Il fit évidemment un effort violent pour rouvrir les yeux.

—Oui, oui, c'est bien cela, murmura-t-il, je n'y songeais plus. Il faut… que je dorme! je ne puis résister, et le pourrais-je que je n'en ai pas le droit… oui, ce serait un crime!

Il parlait d'une voix sourde, sans accent, comme dans un rêve.

Effrayé, je m'étais levé et approché de lui.

—Ne crains rien, continua-t-il, et surtout ne me questionne pas.

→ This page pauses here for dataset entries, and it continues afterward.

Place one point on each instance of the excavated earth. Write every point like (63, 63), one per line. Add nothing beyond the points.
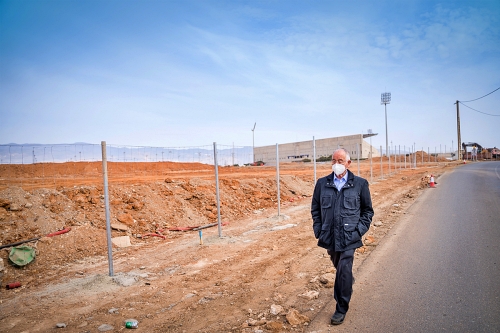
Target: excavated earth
(260, 272)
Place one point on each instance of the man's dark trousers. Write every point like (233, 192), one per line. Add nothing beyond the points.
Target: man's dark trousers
(342, 290)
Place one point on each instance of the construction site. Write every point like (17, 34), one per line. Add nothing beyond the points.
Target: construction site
(261, 271)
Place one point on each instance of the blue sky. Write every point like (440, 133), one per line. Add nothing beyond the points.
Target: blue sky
(190, 73)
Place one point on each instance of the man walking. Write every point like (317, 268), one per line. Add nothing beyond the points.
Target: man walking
(342, 211)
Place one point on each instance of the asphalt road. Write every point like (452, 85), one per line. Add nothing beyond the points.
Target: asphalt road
(438, 270)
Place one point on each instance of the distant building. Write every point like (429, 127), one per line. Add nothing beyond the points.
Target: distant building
(298, 151)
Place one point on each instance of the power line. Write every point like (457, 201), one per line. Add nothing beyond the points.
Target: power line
(494, 115)
(472, 100)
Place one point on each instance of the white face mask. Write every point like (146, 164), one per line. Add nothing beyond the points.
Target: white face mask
(338, 169)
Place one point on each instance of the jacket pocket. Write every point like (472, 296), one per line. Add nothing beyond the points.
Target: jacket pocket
(325, 235)
(351, 201)
(351, 233)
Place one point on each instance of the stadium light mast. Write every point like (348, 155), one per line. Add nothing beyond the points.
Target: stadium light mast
(386, 99)
(253, 142)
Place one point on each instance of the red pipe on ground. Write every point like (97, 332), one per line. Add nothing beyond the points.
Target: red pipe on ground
(13, 285)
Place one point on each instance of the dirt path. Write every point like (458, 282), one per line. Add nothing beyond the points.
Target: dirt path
(251, 279)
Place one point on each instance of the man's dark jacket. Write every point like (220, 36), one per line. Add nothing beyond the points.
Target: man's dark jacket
(341, 218)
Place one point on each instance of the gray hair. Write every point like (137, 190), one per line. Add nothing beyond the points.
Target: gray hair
(347, 155)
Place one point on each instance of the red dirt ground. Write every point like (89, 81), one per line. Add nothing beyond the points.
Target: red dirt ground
(260, 275)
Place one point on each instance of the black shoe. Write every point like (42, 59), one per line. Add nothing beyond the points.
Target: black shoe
(337, 318)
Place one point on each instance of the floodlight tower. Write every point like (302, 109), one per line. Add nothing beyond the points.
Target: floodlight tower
(253, 142)
(386, 99)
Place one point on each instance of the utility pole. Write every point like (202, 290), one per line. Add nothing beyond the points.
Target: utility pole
(458, 132)
(386, 99)
(253, 142)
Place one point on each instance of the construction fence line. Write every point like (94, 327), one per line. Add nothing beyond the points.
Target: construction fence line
(56, 179)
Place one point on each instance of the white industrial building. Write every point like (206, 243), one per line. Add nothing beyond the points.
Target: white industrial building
(298, 151)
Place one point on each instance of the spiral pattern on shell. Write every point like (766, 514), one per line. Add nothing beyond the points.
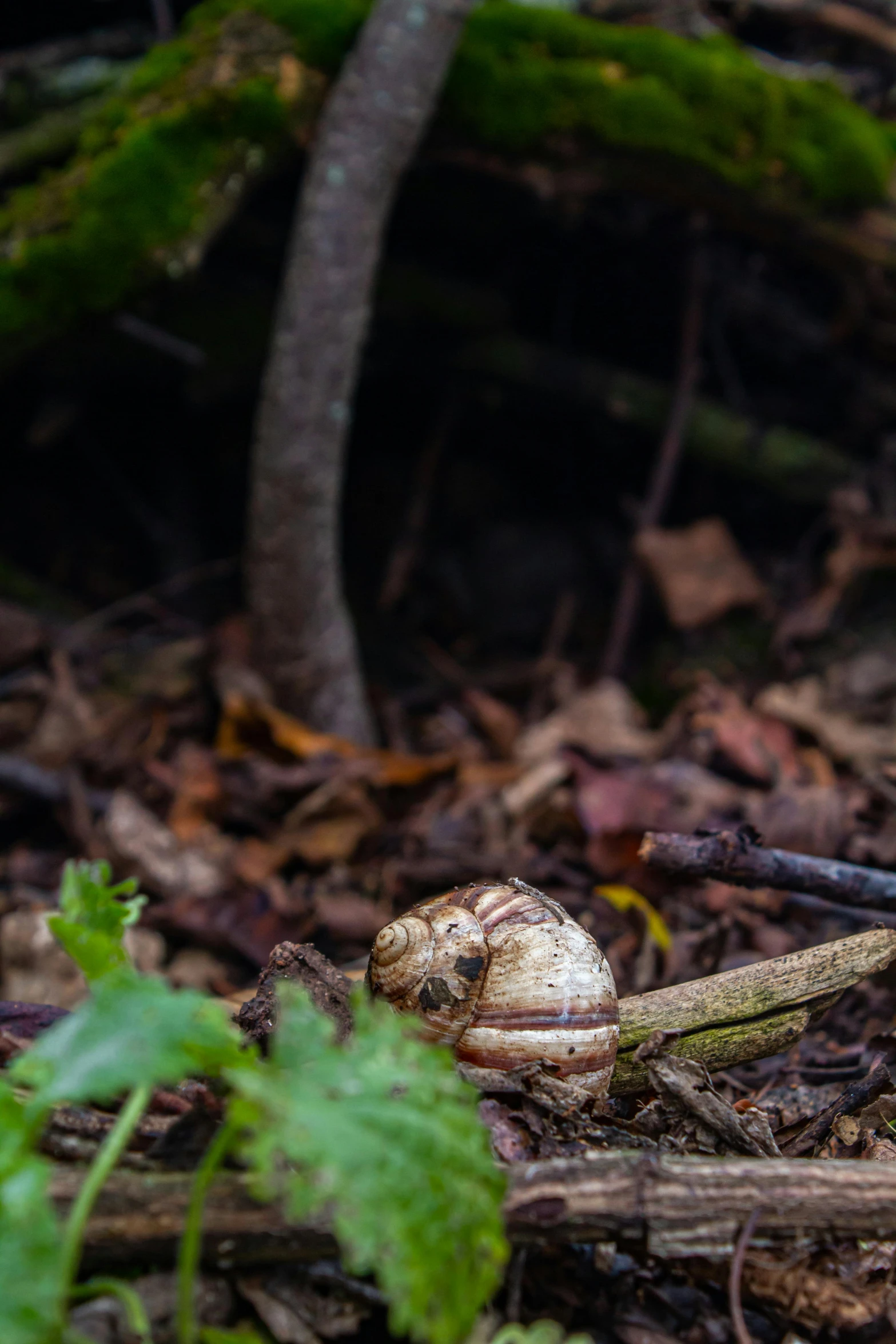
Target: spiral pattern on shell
(505, 976)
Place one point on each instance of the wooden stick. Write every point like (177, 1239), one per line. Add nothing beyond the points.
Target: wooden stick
(727, 1045)
(682, 1206)
(853, 1099)
(734, 857)
(750, 1012)
(760, 988)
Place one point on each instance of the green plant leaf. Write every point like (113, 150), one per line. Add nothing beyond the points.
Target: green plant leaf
(385, 1131)
(133, 1030)
(242, 1335)
(93, 918)
(30, 1262)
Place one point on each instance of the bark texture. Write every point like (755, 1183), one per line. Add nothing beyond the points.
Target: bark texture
(738, 858)
(367, 133)
(682, 1206)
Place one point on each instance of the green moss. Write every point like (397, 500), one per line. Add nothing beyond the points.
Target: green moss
(149, 168)
(156, 163)
(523, 74)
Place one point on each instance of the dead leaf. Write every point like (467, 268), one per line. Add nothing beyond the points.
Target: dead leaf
(162, 862)
(257, 861)
(35, 969)
(668, 796)
(804, 705)
(699, 570)
(606, 721)
(198, 790)
(351, 918)
(806, 817)
(22, 635)
(500, 723)
(686, 1082)
(720, 730)
(195, 968)
(329, 839)
(812, 1299)
(242, 714)
(863, 544)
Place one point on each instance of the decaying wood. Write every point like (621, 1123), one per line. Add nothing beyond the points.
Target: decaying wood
(371, 124)
(680, 1206)
(856, 1096)
(734, 857)
(727, 1045)
(750, 1012)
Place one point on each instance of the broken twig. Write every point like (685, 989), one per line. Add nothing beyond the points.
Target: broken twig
(735, 857)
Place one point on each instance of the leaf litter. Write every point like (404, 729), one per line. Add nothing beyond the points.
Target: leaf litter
(268, 849)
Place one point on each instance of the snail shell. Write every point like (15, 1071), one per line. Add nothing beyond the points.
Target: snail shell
(505, 976)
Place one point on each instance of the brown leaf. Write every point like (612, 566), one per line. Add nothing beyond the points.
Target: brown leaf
(198, 790)
(605, 719)
(809, 819)
(804, 705)
(244, 714)
(670, 796)
(351, 918)
(719, 725)
(500, 723)
(699, 570)
(812, 1299)
(22, 635)
(162, 862)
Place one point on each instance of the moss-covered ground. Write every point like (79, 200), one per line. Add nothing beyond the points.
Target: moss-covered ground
(166, 159)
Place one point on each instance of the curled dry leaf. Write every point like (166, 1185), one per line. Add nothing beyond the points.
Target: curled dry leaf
(606, 721)
(809, 819)
(22, 635)
(699, 570)
(500, 723)
(244, 715)
(162, 862)
(805, 706)
(720, 730)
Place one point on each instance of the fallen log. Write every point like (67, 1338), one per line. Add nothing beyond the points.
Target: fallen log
(750, 1012)
(678, 1206)
(734, 857)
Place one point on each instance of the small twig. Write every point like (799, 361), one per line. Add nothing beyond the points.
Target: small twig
(855, 1097)
(625, 615)
(734, 1280)
(82, 631)
(100, 1170)
(191, 1241)
(735, 857)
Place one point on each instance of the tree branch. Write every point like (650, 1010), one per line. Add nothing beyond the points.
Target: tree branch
(734, 857)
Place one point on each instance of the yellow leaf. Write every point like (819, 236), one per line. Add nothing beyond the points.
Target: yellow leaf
(626, 898)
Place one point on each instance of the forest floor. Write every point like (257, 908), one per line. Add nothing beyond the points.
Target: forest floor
(137, 738)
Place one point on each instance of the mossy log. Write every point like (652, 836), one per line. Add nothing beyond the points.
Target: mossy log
(750, 1012)
(679, 1206)
(787, 462)
(50, 136)
(164, 164)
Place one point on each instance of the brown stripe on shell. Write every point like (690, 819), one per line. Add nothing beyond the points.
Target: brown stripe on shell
(517, 906)
(525, 1019)
(578, 1064)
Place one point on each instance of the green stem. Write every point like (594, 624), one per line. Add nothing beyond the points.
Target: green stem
(191, 1241)
(109, 1154)
(129, 1299)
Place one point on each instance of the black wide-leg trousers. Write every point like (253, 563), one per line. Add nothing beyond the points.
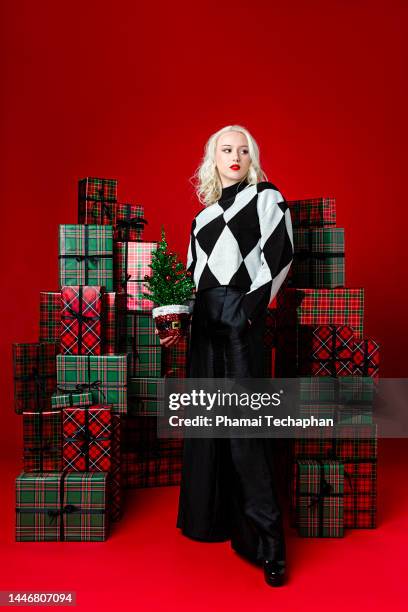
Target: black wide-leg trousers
(227, 489)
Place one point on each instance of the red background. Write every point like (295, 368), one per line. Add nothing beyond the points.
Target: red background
(133, 90)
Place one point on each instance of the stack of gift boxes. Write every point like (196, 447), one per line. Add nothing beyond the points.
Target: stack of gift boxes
(97, 364)
(316, 334)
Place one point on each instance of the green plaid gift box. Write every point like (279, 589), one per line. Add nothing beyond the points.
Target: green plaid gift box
(97, 199)
(145, 395)
(320, 491)
(34, 375)
(54, 506)
(66, 400)
(319, 258)
(85, 255)
(50, 316)
(105, 376)
(313, 212)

—Je ne sais encore si je pourrai tout te dire. Il faut que j'interroge, que je consulte. Tu restes ici, n'est-ce pas? La maison t'appartient, je ne me réserve que cet appartement, je vais dormir, dormir… et puis…

Sa tête tombait sur sa poitrine; c'était un affaissement brutal.

—Je suis à tes ordres, lui dis-je, je veillerai auprès de toi.